We found 35 SNPs for SARS virus by comparing the genome sequences from different SARS strains in the GenBank database (http://www.ncbi.nlm.nih.gov/genbank/index.html). Twenty of them are non‐synonymous mutations, i.e. result in amino acid residue changes (Fig. 1). Three non‐synonymous SNPs V2770L, V3047A, and V3072A are inside the predicted transmembrane helices or near the end of the TM helix of pp1a. They are all conserved mutations which are unlikely to change the property of the transmembrane domain. Two additional SNPs, D5767E and L6007I, are found in the predicted helicase domain of pp1b (Fig. 4 ). Other SNPs are not mapped to any structural or functional domains that are predicted herein.

4. Discussion

Polyproteins pp1a and pp1ab are cleaved by a 3CL main protease and the papain‐like accessory proteinase.
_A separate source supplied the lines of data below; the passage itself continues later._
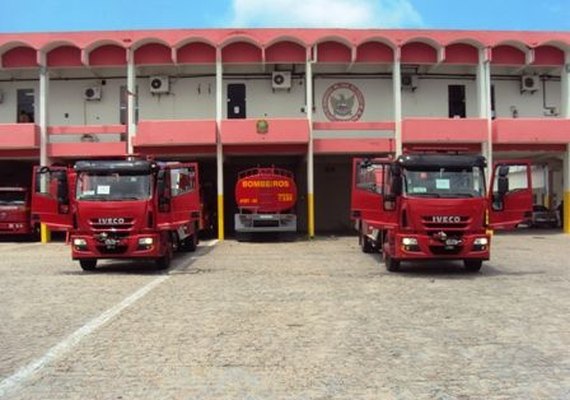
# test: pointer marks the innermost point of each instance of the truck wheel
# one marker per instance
(391, 264)
(88, 264)
(473, 265)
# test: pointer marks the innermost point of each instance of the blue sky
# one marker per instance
(79, 15)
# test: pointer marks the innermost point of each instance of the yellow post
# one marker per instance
(221, 217)
(311, 215)
(45, 233)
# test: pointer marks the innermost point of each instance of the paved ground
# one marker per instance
(301, 320)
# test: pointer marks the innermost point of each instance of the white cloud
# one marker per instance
(325, 13)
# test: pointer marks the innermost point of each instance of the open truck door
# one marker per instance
(510, 194)
(51, 197)
(373, 199)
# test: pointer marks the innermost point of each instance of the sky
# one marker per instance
(88, 15)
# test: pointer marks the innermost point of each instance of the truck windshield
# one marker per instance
(444, 182)
(12, 198)
(112, 187)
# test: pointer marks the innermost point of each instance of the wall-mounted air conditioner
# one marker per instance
(409, 82)
(530, 83)
(281, 80)
(92, 93)
(159, 84)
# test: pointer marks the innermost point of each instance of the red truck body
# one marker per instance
(15, 212)
(434, 206)
(121, 209)
(265, 198)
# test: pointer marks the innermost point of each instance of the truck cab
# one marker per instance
(436, 206)
(121, 209)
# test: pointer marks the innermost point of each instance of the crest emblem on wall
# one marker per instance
(343, 101)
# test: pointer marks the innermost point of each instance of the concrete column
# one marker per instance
(310, 155)
(131, 100)
(397, 88)
(219, 150)
(566, 190)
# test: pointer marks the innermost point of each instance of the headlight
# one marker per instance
(409, 241)
(79, 242)
(146, 241)
(481, 242)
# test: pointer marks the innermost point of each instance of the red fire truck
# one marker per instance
(265, 198)
(15, 215)
(436, 206)
(121, 209)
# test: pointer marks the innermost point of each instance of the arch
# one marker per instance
(461, 53)
(19, 57)
(153, 54)
(506, 54)
(242, 52)
(548, 55)
(286, 52)
(374, 52)
(108, 55)
(418, 52)
(196, 53)
(64, 56)
(332, 51)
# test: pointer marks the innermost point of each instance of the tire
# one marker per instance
(391, 264)
(88, 264)
(473, 265)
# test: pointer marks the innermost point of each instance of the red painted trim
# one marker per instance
(64, 56)
(19, 136)
(444, 130)
(507, 55)
(87, 150)
(531, 131)
(280, 131)
(418, 53)
(153, 54)
(196, 53)
(241, 52)
(548, 55)
(355, 126)
(461, 53)
(175, 133)
(20, 57)
(83, 129)
(333, 52)
(374, 52)
(353, 146)
(285, 52)
(108, 55)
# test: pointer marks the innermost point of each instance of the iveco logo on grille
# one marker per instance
(111, 221)
(446, 219)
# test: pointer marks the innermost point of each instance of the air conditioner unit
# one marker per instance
(409, 82)
(530, 83)
(281, 80)
(159, 84)
(92, 93)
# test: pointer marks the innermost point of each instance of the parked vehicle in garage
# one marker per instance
(121, 209)
(542, 217)
(435, 206)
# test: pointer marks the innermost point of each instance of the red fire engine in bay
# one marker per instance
(121, 209)
(436, 206)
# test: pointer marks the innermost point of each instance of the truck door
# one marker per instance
(510, 194)
(51, 197)
(370, 185)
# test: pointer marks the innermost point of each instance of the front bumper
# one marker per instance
(123, 247)
(453, 248)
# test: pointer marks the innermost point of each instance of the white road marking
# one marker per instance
(25, 373)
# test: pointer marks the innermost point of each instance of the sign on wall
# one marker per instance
(343, 101)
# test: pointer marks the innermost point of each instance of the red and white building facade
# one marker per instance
(308, 99)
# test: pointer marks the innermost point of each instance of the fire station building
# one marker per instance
(308, 100)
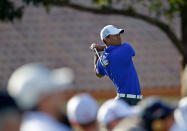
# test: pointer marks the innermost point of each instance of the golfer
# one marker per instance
(116, 62)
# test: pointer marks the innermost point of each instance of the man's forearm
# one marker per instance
(95, 62)
(95, 66)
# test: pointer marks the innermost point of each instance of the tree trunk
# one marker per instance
(184, 41)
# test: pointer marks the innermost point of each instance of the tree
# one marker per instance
(157, 10)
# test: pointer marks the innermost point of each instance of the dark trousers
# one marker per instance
(130, 101)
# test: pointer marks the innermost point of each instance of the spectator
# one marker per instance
(129, 124)
(82, 111)
(10, 119)
(156, 114)
(180, 116)
(39, 91)
(112, 112)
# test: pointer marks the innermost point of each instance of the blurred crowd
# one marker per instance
(35, 101)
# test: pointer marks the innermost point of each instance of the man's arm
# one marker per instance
(95, 66)
(99, 48)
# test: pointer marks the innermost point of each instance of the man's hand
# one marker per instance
(98, 47)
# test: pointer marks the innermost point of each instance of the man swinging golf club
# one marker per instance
(116, 62)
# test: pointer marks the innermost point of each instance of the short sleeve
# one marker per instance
(100, 69)
(129, 48)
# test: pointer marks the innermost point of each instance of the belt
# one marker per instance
(130, 96)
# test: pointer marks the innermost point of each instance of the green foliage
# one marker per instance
(8, 12)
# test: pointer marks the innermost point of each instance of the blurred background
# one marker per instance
(59, 33)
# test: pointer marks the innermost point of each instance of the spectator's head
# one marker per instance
(82, 111)
(112, 112)
(180, 115)
(156, 114)
(10, 115)
(35, 86)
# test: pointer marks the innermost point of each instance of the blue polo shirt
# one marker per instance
(121, 69)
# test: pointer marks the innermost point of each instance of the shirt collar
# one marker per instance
(110, 48)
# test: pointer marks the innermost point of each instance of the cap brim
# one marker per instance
(117, 31)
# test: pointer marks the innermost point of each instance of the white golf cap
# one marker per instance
(112, 110)
(82, 109)
(180, 114)
(31, 81)
(110, 30)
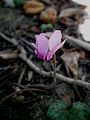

Using directly the polyprotein or the cleaved products defined by the putative cleavage site as input to DS GeneAtlas pipeline resulted in overall similar levels of annotation, however, with slightly different quality scores for the predicted models. An example of the robustness of assignment is given for the RNA dependent RNA polymerase (see Table 2). The model predicted using the complete pp1ab sequence as input has a better overall quality compared to the model predicted using the cleaved sequence from residues 4231 to 5301 of pp1ab. The aspartic catalytic triad is conserved from template to model if the full pp1ab is the input sequence, whereas the triad is mis‐aligned when the cleaved sequence is used. The alignment used to create the homology model is generated by PSI‐BLAST which can yield slightly different profiles depending if a sequence is used as input or a domain of that sequence is used as input. The difference is only significant when the homology between template and model is extremely low. In the case of the main protease model, the cleaved sequence and the complete sequence resulted in exactly the same model.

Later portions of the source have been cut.